The Philadelphia computing conference in December 1958 was a milestone moment, however. It was there that Buck announced to the world in granular detail the process that he and Shoulders had devised.
After some deliberation, Shoulders decided against flying from Stanford to attend. Until that point, most of the presentations on manufacturing thin-film cryotrons using an electron beam had been conducted jointly by the two men. Buck was on his own this time.
“The day is rapidly drawing near when digital computers will no longer be made by assembling thousands of individually manufactured parts into plug-in assemblies and then completing their interconnection with back-panel wiring,” he told the conference. “Instead an entire computer or a large part of a computer probably will be made in a single process.”
The paper explained how to deposit chemicals on a surface to form a thin metal film, how to insulate different metals from one another using quartz, and how to repeat the process layer upon layer to make a complete circuit. Buck explained how, in theory, it could be possible to squeeze in fifty million components per square inch, and that it was conceivable to stack ten thousand layers of these components.
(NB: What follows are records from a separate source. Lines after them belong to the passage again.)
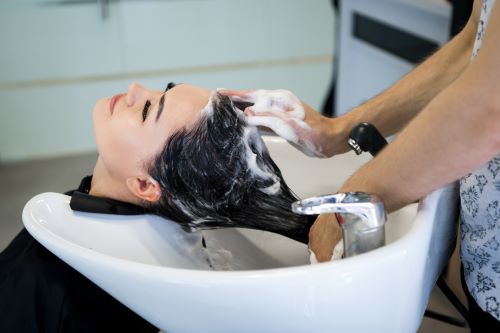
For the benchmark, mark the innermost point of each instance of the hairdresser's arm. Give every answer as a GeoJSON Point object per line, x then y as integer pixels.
{"type": "Point", "coordinates": [457, 132]}
{"type": "Point", "coordinates": [391, 110]}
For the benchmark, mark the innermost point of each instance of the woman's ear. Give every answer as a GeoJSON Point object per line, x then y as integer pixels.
{"type": "Point", "coordinates": [145, 188]}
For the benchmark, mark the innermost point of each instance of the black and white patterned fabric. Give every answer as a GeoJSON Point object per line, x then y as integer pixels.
{"type": "Point", "coordinates": [480, 218]}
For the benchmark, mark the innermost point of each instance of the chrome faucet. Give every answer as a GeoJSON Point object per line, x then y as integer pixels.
{"type": "Point", "coordinates": [362, 218]}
There was a caveat, however:
This degree of microminiaturization, however, would be difficult to justify in the manufacture of machines as simple as present-day computers. If a computer could be reduced to the size of a cigar box by means of one of the techniques mentioned, there is little point in reducing it further to the size of a postage stamp. The computer would already be dwarfed by its own terminal equipment and, in the case of cryotron circuitry, its Dewar vessel.
Man has ambitious plans for information-handling machines, however, and one can easily envisage a time, a decade from now, when vast numbers of components will be needed in a single machine.
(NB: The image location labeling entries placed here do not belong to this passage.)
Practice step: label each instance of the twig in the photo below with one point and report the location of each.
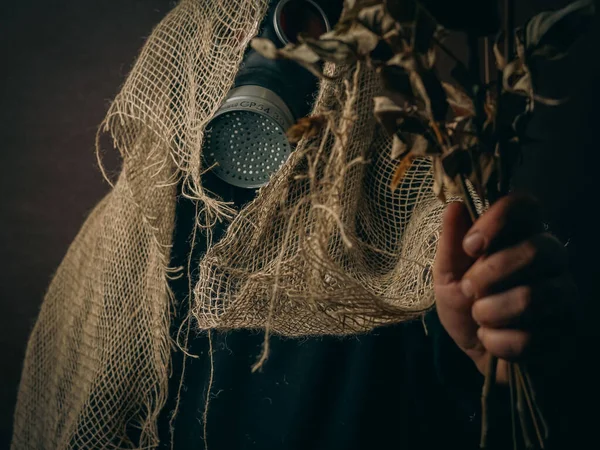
(490, 380)
(513, 419)
(522, 417)
(469, 202)
(535, 403)
(532, 411)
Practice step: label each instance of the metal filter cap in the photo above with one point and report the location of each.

Buck explained how the techniques he was developing could also be adapted to store large documents or to process information. “Such a system might be useful in the telemetering of space-probe photographs back to earth,” he noted. He then talked through a specific experiment that had been conducted by Chuck Crawford in the MIT lab, using films of Parlodion, silicon monoxide, and molybdenum, with masks made from copper mesh. It explained how he let tetraethoxysilane into the vacuum system before firing the electron gun and then added chlorine to make a second chemical reaction. He explained, in other words, how he and his team had already made microchips in their lab experiments. His audience was blown away.
“Zounds!” wrote Ken Shoulders in a letter to Buck a few days after the conference, adding,
From some of the reports I have received on the E.J.C.C. you must have had the after burners on. Some of the fellows came back here days later with their eyes still dilated—to describe your description of the future.
From a purely business point of view, thanks—this may be the kind of nudge that will start our effort here down a fairly nice road. From a personal standpoint, however, it just makes me damn proud to be your associate. Keep your standards high.
Three days after the conference ended, Buck received a letter from Solomon Kullback at the NSA. It was an invitation to join a new panel being assembled by Buck’s friend Louis Ridenour to advise President Eisenhower on electronics and data processing.
As a prelude to taking on this role, Buck was asked to attend a two-day seminar in Washington the following week, related primarily to Project Lightning, the advanced supercomputer program based on his cryotron.
There would be only seven other people on the panel: one from IBM, one from Lockheed, one from General Analysis Corporation, one from Datamatic, another doctor from MIT who worked in the university’s Lincoln Lab, and two from Remington Rand, the company building the Universal Automatic Computer (UNIVAC).
There was little written down on Buck’s letter of invitation to explain what the panel would be about, but the work of its members suggests it clearly tied into the need to build ultrafast computers to support the space race, missile technology, and the continuing work of codebreaking.
After a decade working for the government on secret computer projects as both a full-time agent at Communications Supplemental Activities–Washington and then as a part-time consultant, Buck was being brought deeper into the inner sanctum, with an indirect line to the president. He was, in effect, on the front lines of the Cold War.